04. Tania dkk

240 39 7
                                    

Menuruni anak tangga dengan tangan sibuk mengikat rambut yang sudah di kepang. Sentuhan terakhir di anak tangga paling bawah, dia memakai bandana biru muda kesukaannya. Bukan hanya bandana biru muda yang dia suka, namun bandana hitam dan juga polkadot. Tapi, yang sering dia pakai adalah bandana warna biru muda.

"Selamat pagi, non!" Sapaan di pagi hari yang selalu dia dapatkan dari bibi yang bekerja di rumahnya.

Aretha tersenyum, "pagi juga, bi."

"Non di tunggu di ruang makan, ayah sama Abang non sudah menunggu," kata bik Lila memberi tahu dengan sopan. "Bibi udah masak makanan kesukaan non juga, bekalnya sudah bibi siapkan di atas meja."

"Makasih ya bik, kalau gitu aku sarapan dulu," bik Lila mengangguk dan mempersilahkan, pekerjaannya masih banyak, Bik Lila pun melanjutkan pekerjaannya.

"Pagi, ayah, abangggg..." Sapanya dengan memeluk lelaki peruh baya yang menjaganya, menyayanginya dan sekaligus menjadi pengantin ibunya yang telah pergi beberapa tahun yang lalu. Dia, ayah sekaligus ibu untuk anak anaknya.

Pak Jodi mengelus rambut anaknya, "pagi juga sayang, ayo sarapan."

Aretha mengurai lilitannya pada leher pak Jodi dan langsung duduk di samping lelaki paruh baya itu, dia duduk menghadap pada abangnya, "bang, haru ini Are berangkat sendiri aja, naik angkot."

Angkasa, Abang dari Aretha menaikan sebelah alisnya, "emeng gak takut? Udah hapal jalannya?"

"Nggak lah, ngapain takut? Di kompleks ini juga banyak kok yang sekolah kesana, jadi aku bisa bareng. Kalau soal jalan aku udah hapal, dua hari sekolah aku hapalin rute jalannya."

"Terserah kamu aja kalau gitu," kata Angkasa.

Aretha melirik pada ayahnya. Ayahnya itu selalu tidak setuju kalau Aretha pergi sekolah sendiri dan harus ada yang mengantarkan. Kalau tidak dirinya sendiri maka harus Angkasa atau supir rumah.

"Ayah Are bolehkan berangkat sekolah naik angkot?"
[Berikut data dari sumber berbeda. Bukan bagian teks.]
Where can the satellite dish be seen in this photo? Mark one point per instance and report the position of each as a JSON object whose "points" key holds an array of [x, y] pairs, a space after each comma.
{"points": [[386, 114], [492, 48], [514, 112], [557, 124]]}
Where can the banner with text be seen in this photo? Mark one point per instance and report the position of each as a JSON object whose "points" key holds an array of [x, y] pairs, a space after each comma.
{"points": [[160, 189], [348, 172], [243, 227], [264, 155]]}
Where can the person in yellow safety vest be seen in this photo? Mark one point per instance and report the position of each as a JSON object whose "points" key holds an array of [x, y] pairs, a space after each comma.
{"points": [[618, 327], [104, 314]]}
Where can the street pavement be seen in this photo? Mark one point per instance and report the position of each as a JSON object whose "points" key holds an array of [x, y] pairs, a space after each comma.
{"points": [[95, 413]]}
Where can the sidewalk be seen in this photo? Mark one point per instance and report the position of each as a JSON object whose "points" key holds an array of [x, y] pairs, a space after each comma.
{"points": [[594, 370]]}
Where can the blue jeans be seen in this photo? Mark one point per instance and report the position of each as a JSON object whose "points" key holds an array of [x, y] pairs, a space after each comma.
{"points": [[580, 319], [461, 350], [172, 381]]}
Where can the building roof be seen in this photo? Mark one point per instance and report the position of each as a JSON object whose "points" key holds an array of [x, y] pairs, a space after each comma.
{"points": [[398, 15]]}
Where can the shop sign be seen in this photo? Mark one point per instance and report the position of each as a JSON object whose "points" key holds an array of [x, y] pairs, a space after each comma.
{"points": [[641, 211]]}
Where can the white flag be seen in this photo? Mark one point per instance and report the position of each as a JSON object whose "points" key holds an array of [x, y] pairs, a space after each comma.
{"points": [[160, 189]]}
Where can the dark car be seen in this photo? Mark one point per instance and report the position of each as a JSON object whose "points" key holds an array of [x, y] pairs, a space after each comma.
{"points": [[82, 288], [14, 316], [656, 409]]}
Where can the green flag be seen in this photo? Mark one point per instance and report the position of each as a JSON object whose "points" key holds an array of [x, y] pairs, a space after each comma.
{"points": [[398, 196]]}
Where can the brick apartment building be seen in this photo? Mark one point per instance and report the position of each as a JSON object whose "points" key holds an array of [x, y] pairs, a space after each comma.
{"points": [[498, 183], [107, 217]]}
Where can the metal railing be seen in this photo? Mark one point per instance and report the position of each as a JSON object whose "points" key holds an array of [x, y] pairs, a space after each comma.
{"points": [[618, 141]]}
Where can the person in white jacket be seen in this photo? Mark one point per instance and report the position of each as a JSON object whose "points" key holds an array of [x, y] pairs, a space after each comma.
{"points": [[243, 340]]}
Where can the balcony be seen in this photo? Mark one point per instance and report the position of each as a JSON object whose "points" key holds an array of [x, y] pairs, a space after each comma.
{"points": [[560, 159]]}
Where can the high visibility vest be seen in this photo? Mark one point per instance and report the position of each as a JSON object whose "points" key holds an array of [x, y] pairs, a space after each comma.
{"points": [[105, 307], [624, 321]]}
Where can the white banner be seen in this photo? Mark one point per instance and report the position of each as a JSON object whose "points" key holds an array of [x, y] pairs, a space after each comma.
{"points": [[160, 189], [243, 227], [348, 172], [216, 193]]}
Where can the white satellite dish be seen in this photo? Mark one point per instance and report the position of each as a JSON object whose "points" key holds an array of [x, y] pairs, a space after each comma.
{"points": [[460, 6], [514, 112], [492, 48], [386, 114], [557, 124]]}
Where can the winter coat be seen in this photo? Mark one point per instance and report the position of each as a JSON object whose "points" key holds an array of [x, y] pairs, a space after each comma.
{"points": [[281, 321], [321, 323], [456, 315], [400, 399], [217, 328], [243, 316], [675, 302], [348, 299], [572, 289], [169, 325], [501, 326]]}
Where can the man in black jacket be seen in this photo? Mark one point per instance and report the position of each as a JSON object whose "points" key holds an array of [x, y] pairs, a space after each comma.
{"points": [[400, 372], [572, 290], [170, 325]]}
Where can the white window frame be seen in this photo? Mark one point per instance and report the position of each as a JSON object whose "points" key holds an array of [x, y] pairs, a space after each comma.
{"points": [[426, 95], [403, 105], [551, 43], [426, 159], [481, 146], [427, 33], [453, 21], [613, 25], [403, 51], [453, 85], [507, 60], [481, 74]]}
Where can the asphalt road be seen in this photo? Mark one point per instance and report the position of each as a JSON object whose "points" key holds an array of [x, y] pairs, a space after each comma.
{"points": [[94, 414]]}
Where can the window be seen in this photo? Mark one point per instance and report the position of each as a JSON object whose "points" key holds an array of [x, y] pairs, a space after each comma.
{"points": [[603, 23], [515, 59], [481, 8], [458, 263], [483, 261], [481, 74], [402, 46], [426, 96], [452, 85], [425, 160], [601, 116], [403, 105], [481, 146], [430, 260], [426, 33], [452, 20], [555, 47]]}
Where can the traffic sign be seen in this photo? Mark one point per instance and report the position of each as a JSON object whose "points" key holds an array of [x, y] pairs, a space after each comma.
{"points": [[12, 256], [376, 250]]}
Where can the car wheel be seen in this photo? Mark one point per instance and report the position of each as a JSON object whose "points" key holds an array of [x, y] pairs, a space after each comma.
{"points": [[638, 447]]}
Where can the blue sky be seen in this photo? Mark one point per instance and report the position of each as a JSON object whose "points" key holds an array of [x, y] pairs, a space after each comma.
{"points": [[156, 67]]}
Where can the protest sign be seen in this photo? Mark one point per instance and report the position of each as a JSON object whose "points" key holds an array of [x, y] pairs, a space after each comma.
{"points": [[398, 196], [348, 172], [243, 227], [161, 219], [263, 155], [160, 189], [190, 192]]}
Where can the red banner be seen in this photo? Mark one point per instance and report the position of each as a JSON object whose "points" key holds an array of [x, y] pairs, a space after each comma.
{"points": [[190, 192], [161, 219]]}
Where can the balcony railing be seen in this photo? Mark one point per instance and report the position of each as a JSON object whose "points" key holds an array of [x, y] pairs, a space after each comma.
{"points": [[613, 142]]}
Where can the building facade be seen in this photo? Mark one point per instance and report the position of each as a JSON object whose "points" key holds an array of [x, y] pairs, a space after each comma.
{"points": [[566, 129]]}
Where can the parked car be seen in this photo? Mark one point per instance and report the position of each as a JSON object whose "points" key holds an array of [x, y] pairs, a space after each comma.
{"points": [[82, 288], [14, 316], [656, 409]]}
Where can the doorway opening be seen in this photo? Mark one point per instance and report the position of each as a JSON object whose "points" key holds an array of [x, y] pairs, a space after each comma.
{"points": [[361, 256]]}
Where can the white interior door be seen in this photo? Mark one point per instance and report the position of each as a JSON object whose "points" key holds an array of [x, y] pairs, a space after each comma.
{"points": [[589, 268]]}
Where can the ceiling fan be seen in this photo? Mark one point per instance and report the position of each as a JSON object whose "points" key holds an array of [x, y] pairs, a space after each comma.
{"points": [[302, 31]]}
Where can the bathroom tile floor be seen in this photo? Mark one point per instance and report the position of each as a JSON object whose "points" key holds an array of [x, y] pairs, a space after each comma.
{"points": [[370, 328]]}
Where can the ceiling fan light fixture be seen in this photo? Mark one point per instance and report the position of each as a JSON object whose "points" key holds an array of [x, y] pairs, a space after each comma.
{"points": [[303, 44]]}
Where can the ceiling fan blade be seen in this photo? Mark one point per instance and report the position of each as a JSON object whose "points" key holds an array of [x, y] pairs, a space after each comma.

"Gak usah macem macem, Abang ada, ayah ada, supir juga ada. Kamu hari ini di antar sama ayah aja, gak ada naik naik angkot atau kendaraan umum!"
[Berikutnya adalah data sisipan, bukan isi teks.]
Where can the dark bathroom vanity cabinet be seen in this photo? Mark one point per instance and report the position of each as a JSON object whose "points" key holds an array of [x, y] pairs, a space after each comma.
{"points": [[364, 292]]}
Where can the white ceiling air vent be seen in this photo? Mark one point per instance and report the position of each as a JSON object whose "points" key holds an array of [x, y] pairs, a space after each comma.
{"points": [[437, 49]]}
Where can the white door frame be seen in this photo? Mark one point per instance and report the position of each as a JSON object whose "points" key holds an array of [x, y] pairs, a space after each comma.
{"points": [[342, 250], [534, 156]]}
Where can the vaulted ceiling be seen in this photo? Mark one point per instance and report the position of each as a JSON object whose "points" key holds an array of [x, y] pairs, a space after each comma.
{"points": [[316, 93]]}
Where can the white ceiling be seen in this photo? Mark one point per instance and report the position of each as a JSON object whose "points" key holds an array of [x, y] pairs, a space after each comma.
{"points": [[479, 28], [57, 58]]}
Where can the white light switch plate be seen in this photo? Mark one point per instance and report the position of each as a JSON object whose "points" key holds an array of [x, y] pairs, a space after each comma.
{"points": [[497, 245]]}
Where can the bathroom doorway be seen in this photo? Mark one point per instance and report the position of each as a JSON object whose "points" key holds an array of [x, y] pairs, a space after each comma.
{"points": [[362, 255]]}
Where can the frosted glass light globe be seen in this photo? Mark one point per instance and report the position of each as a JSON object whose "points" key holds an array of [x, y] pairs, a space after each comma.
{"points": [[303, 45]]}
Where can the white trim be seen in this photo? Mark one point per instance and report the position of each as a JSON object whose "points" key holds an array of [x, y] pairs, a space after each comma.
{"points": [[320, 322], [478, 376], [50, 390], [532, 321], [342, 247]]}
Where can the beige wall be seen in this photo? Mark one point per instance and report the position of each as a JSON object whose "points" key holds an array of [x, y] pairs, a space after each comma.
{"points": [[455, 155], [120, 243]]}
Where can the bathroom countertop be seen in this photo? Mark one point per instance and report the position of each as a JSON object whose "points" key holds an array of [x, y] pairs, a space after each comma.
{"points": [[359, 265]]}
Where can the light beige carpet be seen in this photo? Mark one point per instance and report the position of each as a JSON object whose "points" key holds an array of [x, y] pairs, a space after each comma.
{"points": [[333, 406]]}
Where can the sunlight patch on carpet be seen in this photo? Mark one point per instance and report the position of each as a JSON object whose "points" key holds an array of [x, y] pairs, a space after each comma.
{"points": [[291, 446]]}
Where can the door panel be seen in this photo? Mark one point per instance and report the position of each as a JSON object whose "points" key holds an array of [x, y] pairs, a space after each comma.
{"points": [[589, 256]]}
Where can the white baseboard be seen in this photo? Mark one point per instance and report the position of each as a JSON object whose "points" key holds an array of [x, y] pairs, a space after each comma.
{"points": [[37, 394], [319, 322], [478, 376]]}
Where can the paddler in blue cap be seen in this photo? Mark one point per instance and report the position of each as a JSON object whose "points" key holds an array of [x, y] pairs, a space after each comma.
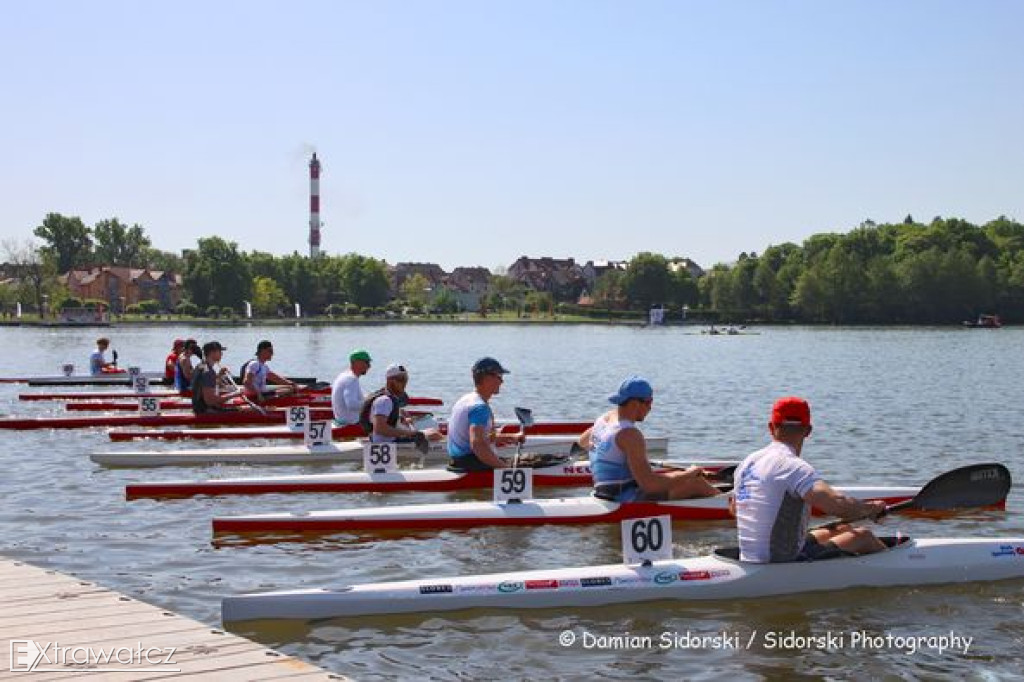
{"points": [[471, 426], [619, 453]]}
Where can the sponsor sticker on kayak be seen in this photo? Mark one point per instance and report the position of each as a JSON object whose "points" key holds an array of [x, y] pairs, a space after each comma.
{"points": [[595, 582], [667, 578], [1009, 550], [542, 585], [485, 588], [435, 589]]}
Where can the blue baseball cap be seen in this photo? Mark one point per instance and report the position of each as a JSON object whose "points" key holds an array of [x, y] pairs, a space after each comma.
{"points": [[633, 387], [487, 366]]}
Aretha menghela napasnya, sesusah ini kalau dia ingin sekolah atau kemana mana ingin naik kendaraan umum. Ayahnya masih takut, dan punya trauma. Selalu khawatir berlebihan.

"Yah, sekali aja," mohon Aretha dengan memegang tangan pak Jodi. Aretha melirik Angkasa meminta bantuan namun yang di dapatkan hanya gelengan kepala.
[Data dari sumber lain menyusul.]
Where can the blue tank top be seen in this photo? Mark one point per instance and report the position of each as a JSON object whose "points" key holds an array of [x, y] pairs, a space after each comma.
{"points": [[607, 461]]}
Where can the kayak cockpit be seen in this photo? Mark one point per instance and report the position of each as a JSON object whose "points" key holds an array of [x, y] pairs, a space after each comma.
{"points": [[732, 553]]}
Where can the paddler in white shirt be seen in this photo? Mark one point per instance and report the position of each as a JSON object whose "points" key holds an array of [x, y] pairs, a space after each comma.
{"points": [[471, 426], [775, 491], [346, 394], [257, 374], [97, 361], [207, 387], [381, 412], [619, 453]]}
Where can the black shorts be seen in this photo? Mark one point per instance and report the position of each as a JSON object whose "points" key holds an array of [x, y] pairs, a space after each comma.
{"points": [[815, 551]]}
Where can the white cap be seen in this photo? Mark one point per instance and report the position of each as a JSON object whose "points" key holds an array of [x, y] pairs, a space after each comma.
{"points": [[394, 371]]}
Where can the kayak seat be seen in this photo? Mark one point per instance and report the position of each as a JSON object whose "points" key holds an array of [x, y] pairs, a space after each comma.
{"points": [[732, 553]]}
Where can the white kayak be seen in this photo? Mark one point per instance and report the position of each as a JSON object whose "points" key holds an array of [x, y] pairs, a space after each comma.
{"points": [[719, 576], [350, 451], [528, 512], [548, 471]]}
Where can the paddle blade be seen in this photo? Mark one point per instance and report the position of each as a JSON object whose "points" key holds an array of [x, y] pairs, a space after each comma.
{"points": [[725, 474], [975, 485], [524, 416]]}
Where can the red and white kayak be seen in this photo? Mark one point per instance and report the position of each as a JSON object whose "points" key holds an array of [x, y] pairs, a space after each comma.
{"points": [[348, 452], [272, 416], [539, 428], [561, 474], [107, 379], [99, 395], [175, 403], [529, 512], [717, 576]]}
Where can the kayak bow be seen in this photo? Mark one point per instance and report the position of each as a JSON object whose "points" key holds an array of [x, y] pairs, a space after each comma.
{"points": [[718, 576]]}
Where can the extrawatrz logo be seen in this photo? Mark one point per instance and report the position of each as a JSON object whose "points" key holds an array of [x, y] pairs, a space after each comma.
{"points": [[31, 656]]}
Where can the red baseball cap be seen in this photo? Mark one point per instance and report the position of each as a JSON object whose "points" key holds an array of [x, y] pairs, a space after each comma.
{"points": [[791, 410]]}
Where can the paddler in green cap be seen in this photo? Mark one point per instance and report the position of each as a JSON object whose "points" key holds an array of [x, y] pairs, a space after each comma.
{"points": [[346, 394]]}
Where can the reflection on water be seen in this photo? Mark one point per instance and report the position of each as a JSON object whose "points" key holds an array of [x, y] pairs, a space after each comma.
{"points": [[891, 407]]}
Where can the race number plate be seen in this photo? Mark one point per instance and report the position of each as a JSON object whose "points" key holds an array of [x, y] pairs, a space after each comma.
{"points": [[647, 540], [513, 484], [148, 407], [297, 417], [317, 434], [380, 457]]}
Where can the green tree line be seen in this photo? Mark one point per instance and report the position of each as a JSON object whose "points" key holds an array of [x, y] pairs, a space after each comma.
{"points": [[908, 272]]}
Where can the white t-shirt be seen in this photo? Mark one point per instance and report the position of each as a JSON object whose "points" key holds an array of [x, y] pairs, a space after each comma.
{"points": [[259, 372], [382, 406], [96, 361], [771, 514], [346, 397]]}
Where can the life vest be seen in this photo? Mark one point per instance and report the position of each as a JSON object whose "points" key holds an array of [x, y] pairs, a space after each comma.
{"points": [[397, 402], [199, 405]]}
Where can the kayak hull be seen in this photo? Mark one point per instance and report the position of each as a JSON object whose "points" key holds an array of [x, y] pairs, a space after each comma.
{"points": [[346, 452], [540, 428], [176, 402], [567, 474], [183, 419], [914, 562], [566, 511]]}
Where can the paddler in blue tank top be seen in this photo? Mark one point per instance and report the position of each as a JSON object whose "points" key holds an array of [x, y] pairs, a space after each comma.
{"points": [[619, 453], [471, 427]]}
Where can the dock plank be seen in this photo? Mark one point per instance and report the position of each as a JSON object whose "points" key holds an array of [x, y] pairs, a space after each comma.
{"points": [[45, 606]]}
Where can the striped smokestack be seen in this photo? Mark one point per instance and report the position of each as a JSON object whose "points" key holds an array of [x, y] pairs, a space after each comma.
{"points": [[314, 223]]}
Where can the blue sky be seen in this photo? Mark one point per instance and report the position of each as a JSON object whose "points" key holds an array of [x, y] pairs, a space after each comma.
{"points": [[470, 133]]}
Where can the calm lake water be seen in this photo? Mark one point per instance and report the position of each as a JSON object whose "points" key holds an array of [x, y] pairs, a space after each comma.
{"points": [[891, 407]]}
"Kalau ayah bilang enggak, ya nggak! Jangan ngebantah! Ini demi kebaikan kamu."

.....

Suara riuh terdengar dari tempat parkiran. Semua murid berbondong-bondong keluar dari kelas ingin melihat apa yang terjadi. Bahkan, guru guru yang tidak sedang mengajar pun keluar dari ruangannya. Murid XII IPS.B menagan ngejolak ingin keluar dan ingin melihat apa yang terjadi. Bahkan pantat mereka sudah gatal. Mengurungkan niatnya saat ditatapi tajam oleh guru ekonomi, pak Harto.

"Mau keluar kalian seperti mereka? Silahkan!" Pak Harto duduk di bangkunya, dia menyatukan sepuluh jari jemarinya membuat sebuah kepalan di atas meja, "yang mau keluar bapak tunggu 5 detik untuk keluar, silahkan tidak ada yang melarang!" Katanya.

Masih belajar, mendengar suara keributan dari luar membuat murid kelas itu berisik dan bertanya tanya satu sama lain pada teman temannya. Bahkan, yang duduk di dekat jendela berdiri untuk melihat. Itulah yang tidak di sukai pak Harto. Sedang belajar berisik dan membuat kegaduhan. "Bapak tidak melarang, namun nilai ulangan kalian Minggu lalu bapak hapus."

"Silahkan!" Semuanya diam menunduk, menggeleng samar samar melirik satu sama lain dengan ekor mata.

"Gung, Lo sebagai ketua kelas ngomong dong!" Andre yang duduk dengan Agung menyenggol lengan sahabatnya itu. Andre emosi dan ingin rasanya menggetok kepala sahabatnya itu kalau tidak ada kak Harto. sebagai ketua kelas harusnya Agung membuka suara, pikir Andre.